Oddly the track does not appear on Dobson’s third release under the Deep Sea Diver moniker. That’s unusual since that tune was so well received. But the ten tracks that appear on Impossible Weight (we spoke to her about the making of the album) are just as potent. Dobson, who has notably worked as lead guitarist for Beck and The Shins, co-produced the album, a first for her. That theoretically makes this set the closest to the music she hears in her head.

It’s a restless mix of surprisingly catchy pop hooks, sing-along choruses and incisive indie rock with Dobson’s strong, expressive vocals careening above layered guitars, drums and keyboards. As producer, she shifts between the dreamy atmospherics reflected in the piano that opens the album’s first track “Shattering the Hourglass,” and a murkier rock approach exemplified by the pounding, heartbeat-styled drums that shift the song into a deeper, darker zone as she sings “do I have to be strong enough?…did I make the most of it?,” perhaps words of encouragement to herself.
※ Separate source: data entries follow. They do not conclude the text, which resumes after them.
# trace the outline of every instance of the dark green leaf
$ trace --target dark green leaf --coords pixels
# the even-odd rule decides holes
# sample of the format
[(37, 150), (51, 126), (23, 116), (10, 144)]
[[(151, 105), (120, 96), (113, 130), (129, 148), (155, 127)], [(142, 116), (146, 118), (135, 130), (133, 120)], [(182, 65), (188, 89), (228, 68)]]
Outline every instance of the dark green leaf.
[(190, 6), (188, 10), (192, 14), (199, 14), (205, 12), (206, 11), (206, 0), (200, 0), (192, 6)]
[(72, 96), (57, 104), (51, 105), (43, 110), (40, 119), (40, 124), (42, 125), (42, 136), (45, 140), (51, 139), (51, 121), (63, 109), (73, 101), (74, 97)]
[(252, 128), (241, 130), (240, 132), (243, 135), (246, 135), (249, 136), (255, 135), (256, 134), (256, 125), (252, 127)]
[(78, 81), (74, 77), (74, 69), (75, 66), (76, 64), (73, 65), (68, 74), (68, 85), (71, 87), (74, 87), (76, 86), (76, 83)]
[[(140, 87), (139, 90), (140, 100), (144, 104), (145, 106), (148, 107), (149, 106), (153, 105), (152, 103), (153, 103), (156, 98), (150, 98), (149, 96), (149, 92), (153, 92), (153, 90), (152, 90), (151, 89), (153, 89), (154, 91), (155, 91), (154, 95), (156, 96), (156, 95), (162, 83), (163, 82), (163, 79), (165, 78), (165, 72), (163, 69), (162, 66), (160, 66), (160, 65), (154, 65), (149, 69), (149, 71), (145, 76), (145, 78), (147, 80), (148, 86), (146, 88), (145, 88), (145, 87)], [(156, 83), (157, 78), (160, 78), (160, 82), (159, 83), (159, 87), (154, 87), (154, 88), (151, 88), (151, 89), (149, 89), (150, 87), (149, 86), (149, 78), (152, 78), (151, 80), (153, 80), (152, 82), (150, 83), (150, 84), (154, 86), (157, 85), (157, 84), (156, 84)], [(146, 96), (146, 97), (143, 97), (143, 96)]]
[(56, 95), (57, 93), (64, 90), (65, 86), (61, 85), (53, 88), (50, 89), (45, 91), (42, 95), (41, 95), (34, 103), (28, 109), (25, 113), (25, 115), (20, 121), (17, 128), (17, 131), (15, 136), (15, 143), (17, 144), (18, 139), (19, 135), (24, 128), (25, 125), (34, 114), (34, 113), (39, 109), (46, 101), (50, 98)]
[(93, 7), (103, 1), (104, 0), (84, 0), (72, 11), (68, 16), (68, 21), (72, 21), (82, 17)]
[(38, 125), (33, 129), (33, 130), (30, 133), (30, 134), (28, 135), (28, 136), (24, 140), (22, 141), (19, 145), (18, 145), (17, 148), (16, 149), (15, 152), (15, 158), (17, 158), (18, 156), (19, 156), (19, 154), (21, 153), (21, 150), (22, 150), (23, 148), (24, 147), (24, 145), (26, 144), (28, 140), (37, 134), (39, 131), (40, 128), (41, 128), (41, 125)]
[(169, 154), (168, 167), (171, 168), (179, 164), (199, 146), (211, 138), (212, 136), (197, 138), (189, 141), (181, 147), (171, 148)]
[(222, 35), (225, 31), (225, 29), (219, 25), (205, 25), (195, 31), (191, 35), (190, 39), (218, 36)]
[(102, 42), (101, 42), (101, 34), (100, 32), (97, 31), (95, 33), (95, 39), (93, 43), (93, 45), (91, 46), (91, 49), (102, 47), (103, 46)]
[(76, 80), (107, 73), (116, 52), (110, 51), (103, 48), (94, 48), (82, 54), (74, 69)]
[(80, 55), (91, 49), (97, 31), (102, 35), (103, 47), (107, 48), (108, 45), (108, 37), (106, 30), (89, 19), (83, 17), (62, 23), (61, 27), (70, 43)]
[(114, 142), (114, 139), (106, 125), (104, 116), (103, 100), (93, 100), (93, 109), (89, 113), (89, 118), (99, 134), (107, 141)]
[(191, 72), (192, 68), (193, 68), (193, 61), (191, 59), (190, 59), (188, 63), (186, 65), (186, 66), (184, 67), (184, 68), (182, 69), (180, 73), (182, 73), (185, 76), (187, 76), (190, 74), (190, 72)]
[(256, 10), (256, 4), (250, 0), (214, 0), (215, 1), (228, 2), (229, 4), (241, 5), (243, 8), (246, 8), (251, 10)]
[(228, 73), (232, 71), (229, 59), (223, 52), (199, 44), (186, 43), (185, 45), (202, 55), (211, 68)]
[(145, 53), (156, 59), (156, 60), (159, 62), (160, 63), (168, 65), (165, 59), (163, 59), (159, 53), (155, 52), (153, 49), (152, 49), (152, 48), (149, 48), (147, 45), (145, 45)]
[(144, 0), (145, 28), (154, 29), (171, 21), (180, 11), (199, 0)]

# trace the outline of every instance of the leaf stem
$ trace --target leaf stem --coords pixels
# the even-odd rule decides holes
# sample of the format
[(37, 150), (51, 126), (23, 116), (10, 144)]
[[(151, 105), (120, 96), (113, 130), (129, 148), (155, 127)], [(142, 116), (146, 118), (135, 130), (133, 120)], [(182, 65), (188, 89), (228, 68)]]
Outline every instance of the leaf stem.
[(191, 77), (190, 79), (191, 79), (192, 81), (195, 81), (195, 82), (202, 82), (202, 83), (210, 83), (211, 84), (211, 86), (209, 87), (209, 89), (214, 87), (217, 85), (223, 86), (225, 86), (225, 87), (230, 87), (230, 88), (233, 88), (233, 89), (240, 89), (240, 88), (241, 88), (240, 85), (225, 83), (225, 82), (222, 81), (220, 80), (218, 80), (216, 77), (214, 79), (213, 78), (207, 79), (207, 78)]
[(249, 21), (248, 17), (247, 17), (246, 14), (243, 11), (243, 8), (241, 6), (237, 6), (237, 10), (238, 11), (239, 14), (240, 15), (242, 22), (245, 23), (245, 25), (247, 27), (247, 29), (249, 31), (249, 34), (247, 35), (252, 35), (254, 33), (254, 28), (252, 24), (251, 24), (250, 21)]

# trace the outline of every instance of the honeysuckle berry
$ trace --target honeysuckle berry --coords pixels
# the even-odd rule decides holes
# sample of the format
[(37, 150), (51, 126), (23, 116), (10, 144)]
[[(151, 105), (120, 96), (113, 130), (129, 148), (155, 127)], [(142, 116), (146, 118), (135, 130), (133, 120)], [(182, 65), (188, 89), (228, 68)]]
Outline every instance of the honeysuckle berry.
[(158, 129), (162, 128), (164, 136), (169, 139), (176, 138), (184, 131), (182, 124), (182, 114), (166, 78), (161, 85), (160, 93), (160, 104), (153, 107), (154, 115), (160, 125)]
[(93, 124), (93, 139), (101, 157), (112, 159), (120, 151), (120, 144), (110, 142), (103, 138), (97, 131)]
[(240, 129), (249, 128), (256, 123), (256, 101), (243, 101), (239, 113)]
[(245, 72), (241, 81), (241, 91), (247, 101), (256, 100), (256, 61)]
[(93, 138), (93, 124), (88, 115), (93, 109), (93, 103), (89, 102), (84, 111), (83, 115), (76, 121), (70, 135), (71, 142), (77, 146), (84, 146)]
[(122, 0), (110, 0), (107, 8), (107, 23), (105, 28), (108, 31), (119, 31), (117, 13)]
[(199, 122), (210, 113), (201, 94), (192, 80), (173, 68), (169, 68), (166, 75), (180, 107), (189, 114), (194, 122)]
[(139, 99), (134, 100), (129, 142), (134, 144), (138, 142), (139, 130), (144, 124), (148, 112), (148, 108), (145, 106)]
Drummer/husband Peter Mansen plays a key role in DSD’s sound. His beats open “People Come People Go” (“Everything falls apart and that’s OK”) and “Wishing,” setting the tone, vibe and rhythm for these songs. The percussion is crisp, clear and prominent in the mix which makes him a major contributor to the album’s overall success.  It’s also his schlocky synth drums, straight out of the disco 70s, on “Lightning Bolts” that provide a sheen later enhanced by the rest of the band on the collection’s most ear-worm worthy moment, one with the knowing clichéd lyrics “never want to be alone again/our hearts ignite when they beat together.” It’s frisky, fun and a logical future single.

The musical centerpiece though is “Eyes Are Red (Don’t Be Afraid),” an angry, compelling seven minute song inspired by Christine Blasey Ford’s testimony against Brett Kavanaugh. It includes a terse, almost experimental guitar solo from Dobson that is arguably her finest recorded moment. The heavy mood continues with the acoustic guitar propelled “Run Away With Me,” a solo showpiece for Dobson that, with its raw sound and introspective lyrics, seems like it was recorded in her bedroom late at night, perhaps not intended to be released in its stripped down form. It is this disc’s most direct, unfiltered recording and a logical closer.

Even though it was recorded during dark times for both Dobson and the country, Impossible Weight is the strongest and most powerful statement yet from a talent on the verge of breaking out.